Search code examples
regexlualua-5.1lpeg

Match repeatable string as a "whole word" in Lua 5.1


My environment:

  • Lua 5.1
  • Absolutely no libraries with a native component (like a C .so/.dll) can be used
  • I can run any arbitrary pure Lua 5.1 code, but I can't access os and several other packages that would allow access to the native filesystem, shell commands or anything like that, so all functionality must be implemented in Lua itself (only).
  • I've already managed to pull in LuLpeg.
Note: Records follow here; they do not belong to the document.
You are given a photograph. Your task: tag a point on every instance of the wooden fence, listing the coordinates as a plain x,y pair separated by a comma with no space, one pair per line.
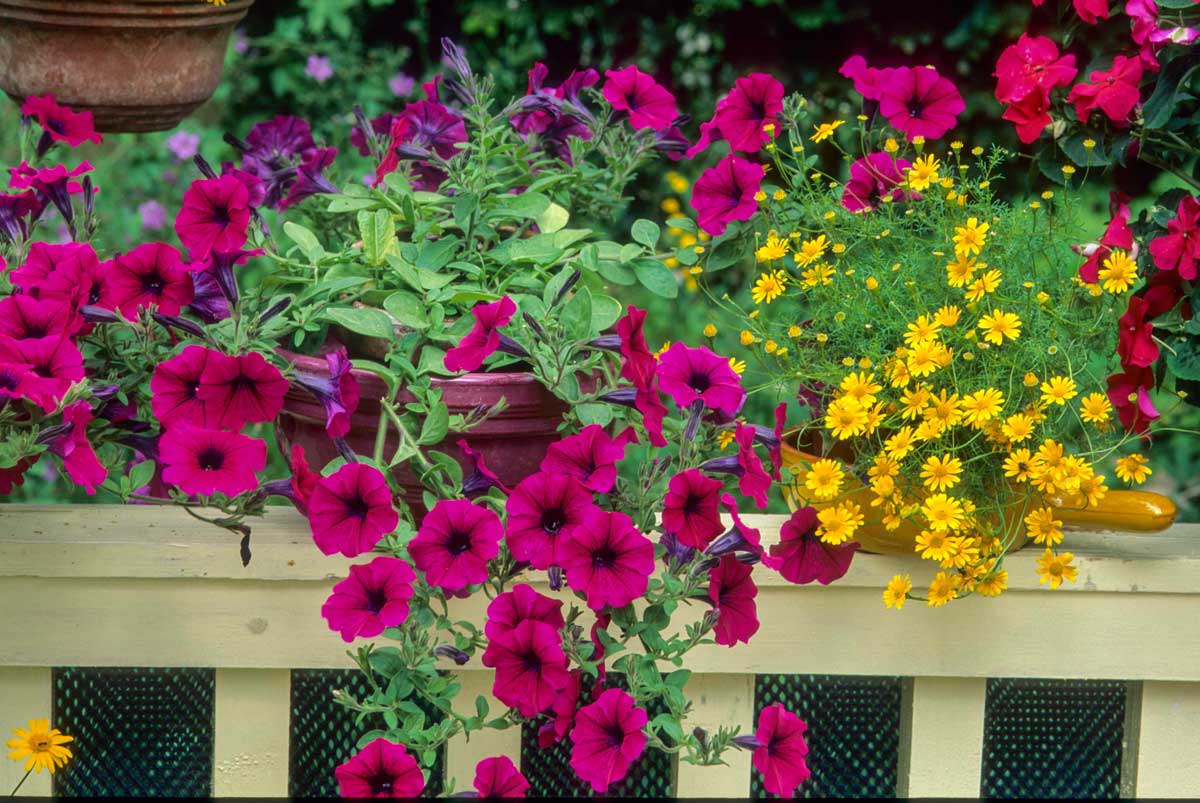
108,586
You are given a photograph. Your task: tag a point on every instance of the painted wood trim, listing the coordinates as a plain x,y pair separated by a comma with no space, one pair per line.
252,732
25,693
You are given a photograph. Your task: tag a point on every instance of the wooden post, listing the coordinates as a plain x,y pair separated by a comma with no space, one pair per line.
25,693
252,732
719,700
941,737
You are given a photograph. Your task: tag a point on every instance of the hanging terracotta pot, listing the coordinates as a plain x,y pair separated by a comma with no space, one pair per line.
137,65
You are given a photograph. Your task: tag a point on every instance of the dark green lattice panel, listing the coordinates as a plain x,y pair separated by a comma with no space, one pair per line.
853,731
1053,738
324,733
138,732
550,773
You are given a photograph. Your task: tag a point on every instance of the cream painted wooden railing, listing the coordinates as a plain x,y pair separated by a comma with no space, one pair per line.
107,586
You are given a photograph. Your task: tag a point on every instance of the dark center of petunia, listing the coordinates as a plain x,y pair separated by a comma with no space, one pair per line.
210,459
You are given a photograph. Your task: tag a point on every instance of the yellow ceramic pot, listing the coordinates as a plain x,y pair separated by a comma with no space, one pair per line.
1137,511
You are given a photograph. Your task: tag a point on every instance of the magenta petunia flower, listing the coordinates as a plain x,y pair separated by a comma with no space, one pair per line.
382,768
210,461
484,336
691,375
609,559
649,105
691,509
1114,91
454,544
874,178
543,511
591,456
781,750
521,604
1179,250
733,593
150,275
243,389
531,666
498,777
215,216
372,598
918,101
351,510
802,557
337,393
725,193
607,738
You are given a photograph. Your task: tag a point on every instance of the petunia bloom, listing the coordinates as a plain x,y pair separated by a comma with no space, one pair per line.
454,544
607,738
372,598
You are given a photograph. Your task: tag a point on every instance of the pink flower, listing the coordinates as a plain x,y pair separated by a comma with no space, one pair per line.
607,738
210,461
351,510
1180,249
649,105
1114,91
733,594
497,777
382,768
544,510
607,559
919,101
372,598
801,557
780,755
215,216
725,193
454,544
484,336
531,666
591,456
691,509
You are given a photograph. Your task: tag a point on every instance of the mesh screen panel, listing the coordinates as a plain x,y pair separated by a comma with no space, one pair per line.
550,774
324,733
1053,738
853,731
138,732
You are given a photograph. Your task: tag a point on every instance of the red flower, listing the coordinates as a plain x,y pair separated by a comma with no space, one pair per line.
649,105
60,123
149,275
733,594
919,101
215,216
455,543
591,456
210,461
497,777
607,738
351,510
531,666
544,510
607,559
691,509
725,193
484,336
382,768
372,598
243,389
1180,249
801,557
781,750
1114,91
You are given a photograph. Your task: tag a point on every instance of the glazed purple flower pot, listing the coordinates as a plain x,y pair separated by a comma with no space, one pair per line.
513,443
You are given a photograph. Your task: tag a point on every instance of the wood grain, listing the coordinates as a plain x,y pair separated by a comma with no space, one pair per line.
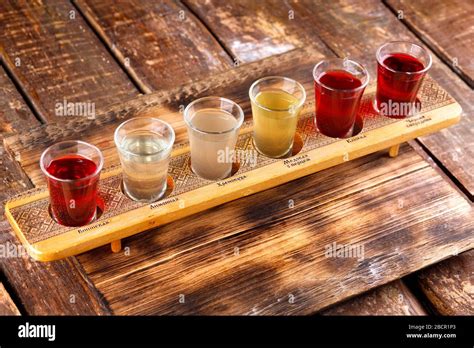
446,26
14,114
391,299
351,29
253,30
166,104
448,285
43,289
7,306
55,57
267,251
160,44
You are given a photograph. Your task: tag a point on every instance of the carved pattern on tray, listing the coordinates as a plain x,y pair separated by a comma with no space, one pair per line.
36,224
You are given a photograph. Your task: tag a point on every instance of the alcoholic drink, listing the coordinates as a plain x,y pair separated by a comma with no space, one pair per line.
72,169
276,105
339,85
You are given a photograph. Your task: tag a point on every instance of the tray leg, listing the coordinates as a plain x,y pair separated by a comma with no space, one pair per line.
116,245
393,151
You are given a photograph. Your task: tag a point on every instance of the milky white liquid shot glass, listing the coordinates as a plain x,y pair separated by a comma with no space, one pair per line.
213,125
144,145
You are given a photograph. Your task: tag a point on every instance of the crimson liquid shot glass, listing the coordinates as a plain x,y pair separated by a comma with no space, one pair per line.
72,169
401,67
339,85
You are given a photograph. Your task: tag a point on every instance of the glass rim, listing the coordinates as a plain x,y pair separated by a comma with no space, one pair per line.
300,86
240,118
427,67
362,86
95,148
166,124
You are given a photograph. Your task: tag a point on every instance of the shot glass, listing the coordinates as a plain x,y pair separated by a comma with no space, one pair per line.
213,125
72,169
144,145
339,85
276,103
401,67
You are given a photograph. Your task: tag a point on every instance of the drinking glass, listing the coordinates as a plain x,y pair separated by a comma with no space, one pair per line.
213,125
276,103
144,145
401,67
339,85
72,169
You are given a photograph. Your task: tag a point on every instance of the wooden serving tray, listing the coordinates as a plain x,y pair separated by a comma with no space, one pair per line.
46,240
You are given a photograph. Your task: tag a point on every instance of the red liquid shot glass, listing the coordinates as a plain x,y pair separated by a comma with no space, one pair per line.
401,67
72,169
339,85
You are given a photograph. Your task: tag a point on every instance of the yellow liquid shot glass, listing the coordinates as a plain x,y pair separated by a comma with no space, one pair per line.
276,104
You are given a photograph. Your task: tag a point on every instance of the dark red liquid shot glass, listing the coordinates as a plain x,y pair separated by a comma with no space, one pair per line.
72,169
401,67
339,85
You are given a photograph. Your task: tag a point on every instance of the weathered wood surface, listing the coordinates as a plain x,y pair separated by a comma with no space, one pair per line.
198,247
449,285
7,306
446,26
234,83
119,293
253,30
267,251
55,56
348,28
161,44
54,288
391,299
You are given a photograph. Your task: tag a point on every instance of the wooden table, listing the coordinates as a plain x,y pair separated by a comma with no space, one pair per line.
254,255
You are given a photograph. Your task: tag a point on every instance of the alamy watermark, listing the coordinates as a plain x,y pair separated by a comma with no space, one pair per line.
11,250
392,108
244,157
66,108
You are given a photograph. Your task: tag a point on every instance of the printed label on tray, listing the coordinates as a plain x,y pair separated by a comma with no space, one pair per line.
357,137
297,161
163,202
417,120
231,180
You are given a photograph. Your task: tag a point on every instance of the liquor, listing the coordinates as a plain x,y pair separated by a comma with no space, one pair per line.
339,85
401,67
207,147
144,146
72,169
213,126
276,104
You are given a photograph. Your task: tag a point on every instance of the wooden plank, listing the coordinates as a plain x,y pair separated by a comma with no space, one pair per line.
267,251
14,114
405,193
122,217
43,289
161,44
448,285
7,306
55,57
348,28
446,26
391,299
253,30
27,148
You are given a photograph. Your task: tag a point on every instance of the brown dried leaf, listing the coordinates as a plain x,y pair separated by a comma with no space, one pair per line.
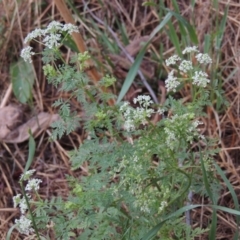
37,124
134,47
10,117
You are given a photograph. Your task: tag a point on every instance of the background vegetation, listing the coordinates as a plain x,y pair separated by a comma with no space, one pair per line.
112,31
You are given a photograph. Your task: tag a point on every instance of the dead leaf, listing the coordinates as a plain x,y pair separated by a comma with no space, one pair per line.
134,47
37,124
122,64
10,117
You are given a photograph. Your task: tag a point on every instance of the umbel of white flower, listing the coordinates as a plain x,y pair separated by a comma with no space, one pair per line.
199,78
139,115
52,37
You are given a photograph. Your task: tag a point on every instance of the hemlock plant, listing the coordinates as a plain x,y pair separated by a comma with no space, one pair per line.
138,172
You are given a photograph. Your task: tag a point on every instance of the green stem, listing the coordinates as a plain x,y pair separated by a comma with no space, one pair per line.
30,211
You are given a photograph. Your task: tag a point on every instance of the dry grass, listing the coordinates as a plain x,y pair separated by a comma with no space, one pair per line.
51,159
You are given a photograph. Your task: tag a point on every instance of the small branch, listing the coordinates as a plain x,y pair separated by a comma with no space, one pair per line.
130,58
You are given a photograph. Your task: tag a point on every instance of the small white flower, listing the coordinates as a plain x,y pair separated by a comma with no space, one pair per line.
33,184
70,28
23,205
16,200
129,125
172,60
203,58
143,100
52,40
27,175
190,49
185,66
24,225
54,26
171,82
161,111
124,106
34,34
163,205
26,54
200,79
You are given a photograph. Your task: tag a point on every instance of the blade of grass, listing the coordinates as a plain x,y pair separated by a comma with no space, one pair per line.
174,38
135,67
31,151
234,196
183,23
212,232
207,43
155,230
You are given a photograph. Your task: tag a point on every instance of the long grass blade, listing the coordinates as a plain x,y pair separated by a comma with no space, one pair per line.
134,69
31,151
212,232
234,196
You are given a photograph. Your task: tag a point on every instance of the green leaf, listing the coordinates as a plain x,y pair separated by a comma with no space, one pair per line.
234,196
213,229
134,69
8,237
155,230
22,77
31,151
187,25
68,41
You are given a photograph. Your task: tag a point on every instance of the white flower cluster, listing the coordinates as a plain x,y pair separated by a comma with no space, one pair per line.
177,125
163,205
172,82
52,37
190,49
203,58
139,115
27,53
199,78
172,60
185,66
24,224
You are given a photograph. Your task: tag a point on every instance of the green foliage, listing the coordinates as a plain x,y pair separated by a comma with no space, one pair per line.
22,77
139,174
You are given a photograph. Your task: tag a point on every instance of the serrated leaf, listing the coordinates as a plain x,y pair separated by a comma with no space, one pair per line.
22,78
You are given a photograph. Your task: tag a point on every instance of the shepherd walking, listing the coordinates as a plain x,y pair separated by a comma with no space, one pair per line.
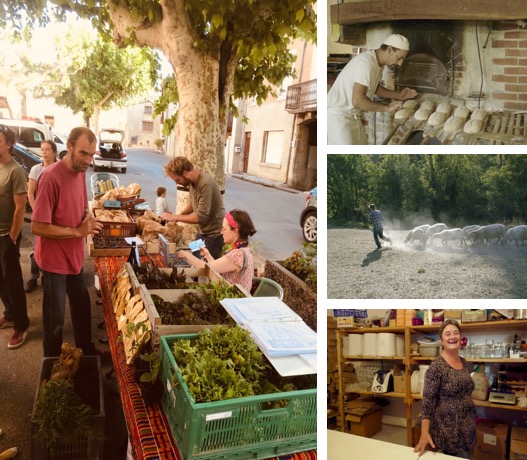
376,220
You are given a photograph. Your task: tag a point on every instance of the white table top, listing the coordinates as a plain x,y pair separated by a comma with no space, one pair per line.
344,446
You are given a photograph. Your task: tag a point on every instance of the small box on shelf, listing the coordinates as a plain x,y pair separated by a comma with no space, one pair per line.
518,449
366,425
470,316
399,379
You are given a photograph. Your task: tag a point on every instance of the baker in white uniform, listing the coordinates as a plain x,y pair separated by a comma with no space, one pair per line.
354,88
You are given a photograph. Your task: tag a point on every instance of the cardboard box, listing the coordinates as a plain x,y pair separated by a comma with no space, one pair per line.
453,314
468,316
365,425
399,381
518,444
491,441
399,317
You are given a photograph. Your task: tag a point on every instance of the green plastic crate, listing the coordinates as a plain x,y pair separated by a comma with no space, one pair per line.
237,428
78,448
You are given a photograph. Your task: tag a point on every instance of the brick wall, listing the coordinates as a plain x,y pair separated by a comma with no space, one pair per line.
509,70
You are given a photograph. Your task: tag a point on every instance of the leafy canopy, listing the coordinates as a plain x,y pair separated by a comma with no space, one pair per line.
257,32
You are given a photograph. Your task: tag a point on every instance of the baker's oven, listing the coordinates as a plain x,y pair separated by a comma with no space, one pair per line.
471,79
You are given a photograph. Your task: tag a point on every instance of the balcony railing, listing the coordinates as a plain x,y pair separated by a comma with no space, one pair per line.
302,97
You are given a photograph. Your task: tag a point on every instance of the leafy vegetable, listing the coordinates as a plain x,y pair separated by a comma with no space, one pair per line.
155,278
221,364
61,414
191,308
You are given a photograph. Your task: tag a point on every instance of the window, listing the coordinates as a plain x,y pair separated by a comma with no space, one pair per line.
272,147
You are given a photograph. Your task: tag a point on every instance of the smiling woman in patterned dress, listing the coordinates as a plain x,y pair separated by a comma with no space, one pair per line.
448,416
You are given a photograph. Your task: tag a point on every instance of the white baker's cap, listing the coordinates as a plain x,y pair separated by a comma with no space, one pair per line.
397,41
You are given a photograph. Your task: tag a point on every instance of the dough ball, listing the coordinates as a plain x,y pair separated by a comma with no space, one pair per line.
402,114
436,119
427,105
444,107
478,114
461,112
422,114
473,126
454,124
410,104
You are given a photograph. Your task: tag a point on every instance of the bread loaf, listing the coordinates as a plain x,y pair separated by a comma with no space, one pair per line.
461,112
422,114
473,126
402,114
478,114
454,124
410,104
427,105
444,107
436,119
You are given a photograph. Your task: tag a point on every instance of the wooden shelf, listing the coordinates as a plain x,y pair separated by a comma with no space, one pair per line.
498,406
408,360
373,393
502,325
368,358
374,330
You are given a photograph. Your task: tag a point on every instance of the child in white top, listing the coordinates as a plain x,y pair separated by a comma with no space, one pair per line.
161,202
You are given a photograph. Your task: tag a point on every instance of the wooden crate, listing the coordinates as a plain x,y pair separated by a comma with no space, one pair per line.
110,228
158,328
105,252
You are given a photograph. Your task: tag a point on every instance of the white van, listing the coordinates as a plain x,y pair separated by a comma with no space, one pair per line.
31,133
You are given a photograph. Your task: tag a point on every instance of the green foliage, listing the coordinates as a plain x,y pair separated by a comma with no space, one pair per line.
108,77
61,414
154,362
219,290
257,35
303,264
221,364
464,189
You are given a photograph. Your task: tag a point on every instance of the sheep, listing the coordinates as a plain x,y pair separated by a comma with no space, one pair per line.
517,233
487,233
436,228
469,228
453,234
415,234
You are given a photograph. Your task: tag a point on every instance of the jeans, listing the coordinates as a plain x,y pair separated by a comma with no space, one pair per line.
12,283
377,233
56,287
35,269
214,244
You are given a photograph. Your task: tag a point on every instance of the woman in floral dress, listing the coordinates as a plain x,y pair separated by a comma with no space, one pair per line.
448,416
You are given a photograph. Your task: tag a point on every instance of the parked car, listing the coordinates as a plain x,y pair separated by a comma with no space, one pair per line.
110,153
25,158
308,218
31,133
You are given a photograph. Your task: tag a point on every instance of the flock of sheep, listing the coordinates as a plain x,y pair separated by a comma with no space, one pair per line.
485,234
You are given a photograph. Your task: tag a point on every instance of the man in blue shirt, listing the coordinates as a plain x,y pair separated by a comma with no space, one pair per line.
376,220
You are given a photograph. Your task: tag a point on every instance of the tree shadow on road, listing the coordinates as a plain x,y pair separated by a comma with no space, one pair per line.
372,256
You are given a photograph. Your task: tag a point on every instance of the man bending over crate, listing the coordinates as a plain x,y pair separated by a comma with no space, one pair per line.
61,221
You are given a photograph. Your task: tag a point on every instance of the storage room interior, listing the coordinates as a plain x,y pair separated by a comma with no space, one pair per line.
375,374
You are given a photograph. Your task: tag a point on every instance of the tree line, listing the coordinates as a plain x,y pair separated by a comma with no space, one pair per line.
459,189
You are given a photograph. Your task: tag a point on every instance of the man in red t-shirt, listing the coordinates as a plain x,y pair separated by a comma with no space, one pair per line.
61,222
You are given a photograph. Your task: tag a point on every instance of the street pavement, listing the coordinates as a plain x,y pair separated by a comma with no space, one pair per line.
21,367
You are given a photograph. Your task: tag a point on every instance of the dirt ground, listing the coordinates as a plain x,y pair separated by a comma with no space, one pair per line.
356,270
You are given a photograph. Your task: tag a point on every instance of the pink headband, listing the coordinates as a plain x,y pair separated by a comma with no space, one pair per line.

I can probably pull in other pure Lua libraries.

I need to write a function that returns true if the input string matches an arbitrary sequence of letters and numbers as a whole word that repeats one or more times, and may have punctuation at the beginning or end of the entire matching substring. I use "whole word" in the same sense as the PCRE word boundary \b.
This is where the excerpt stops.